Oct. 14 – India’s Finance Minister P. Chidambaram and the U.S. Secretary of Treasury Jack Lew met this week during the fourth-annual India-U.S. Economic and Financial Partnership meeting to discuss policy reforms designed to increase bilateral economic growth between the two nations.
During the talks, both delegations stressed the need to redouble their efforts on finalizing a bilateral investment treaty (BIT) between India and the United States. The BIT, which was first proposed in 2008, has faced strong headwinds due to legal preconditions proposed by India that would favor Indian companies in the case of an international trade dispute.
Leaders from both countries have refocused their resources on the strained relationship following a slow economic recovery in the U.S. and economic worries in India over their large current account deficit.
According to an Indian press release issued after the meeting, “[Chidambaram and Lew] agreed that sound macroeconomic policies, structural reforms and strong prudential frameworks will help boost economic growth.”
Several high-level government officials, including the United States’ Federal Reserve Board Chairman Ben Bernanke and the Reserve Bank of India’s Governor Raghuram Rajan, attended the meetings held in Washington.

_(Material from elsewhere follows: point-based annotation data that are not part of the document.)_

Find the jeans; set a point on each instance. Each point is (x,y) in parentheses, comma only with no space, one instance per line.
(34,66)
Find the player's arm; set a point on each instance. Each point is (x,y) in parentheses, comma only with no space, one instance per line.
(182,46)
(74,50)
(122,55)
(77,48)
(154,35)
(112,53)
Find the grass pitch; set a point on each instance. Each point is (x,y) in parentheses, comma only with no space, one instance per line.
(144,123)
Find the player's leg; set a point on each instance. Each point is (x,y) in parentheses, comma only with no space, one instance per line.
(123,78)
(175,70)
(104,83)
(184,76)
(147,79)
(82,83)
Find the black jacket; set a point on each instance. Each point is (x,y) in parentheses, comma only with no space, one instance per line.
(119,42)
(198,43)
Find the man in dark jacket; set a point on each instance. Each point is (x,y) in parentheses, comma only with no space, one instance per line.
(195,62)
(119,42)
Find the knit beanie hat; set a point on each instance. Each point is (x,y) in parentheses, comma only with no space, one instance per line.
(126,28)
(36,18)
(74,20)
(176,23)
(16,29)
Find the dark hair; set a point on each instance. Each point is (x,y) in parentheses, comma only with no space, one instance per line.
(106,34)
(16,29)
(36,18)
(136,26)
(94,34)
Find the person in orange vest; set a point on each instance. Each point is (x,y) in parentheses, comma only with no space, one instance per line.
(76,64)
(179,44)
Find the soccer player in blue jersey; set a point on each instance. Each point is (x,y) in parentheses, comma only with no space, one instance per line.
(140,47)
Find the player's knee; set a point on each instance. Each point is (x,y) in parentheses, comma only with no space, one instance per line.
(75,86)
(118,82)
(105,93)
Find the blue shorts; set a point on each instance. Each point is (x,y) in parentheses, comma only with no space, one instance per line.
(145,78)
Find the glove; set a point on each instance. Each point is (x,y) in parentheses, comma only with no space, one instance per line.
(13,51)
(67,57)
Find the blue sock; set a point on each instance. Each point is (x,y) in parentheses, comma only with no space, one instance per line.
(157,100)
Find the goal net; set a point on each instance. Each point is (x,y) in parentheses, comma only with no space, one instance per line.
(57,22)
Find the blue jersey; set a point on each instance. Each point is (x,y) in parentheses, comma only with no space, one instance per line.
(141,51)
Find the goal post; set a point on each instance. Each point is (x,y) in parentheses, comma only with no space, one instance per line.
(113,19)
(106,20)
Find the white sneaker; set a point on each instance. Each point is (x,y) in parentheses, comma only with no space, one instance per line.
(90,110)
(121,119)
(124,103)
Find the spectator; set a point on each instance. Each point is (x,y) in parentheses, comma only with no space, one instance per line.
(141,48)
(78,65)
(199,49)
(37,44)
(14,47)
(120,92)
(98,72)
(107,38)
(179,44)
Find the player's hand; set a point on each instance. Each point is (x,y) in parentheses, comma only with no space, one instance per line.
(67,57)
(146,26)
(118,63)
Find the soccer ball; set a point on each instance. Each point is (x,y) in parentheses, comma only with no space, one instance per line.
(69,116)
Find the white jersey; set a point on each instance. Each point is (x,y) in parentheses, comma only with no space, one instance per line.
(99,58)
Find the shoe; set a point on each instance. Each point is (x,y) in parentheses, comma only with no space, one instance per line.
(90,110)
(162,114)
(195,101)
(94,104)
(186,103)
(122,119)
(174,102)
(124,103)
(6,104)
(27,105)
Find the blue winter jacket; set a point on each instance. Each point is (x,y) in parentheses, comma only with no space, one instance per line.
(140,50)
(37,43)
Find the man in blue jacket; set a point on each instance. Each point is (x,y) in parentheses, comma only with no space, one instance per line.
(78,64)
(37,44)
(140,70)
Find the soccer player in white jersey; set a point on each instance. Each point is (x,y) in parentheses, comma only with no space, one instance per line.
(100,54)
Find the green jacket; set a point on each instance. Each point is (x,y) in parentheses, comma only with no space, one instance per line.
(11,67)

Despite efforts to move forward as economic partners, the relationship between India and the United States was further stressed following concerns over a possible default by the U.S. due to governmental impasse on raising the nation’s debt ceiling.
Prior to Chidambaram’s visit to the United States this week, India, which holds an estimated US$59 billion in U.S. issued debt, began calculating the financial costs to its economy were the U.S. to default on its debt.
As a sign of good faith, India’s Reserve Bank Governor announced publicly that India does not believe the U.S. will default and reaffirmed India’s plan to continue holding dollar denominated debt issued by the United States.
“We do not worry about that issue. We are not selling our U.S. assets. We are holding on to them,” said RBI Governor Rajan last week. “I have to say, [if there is a] default, [it] will be a technical default because repayments can be prioritized. Unless there is a sudden stop and markets stop taking new U.S. debt meant to refinance the old debt, there is no chance that the U.S. will default,” he further commented.
Bilateral trade between the United States and India reached US$82.9 billion in 2012 and has increased steadily since a slight decline in 2009.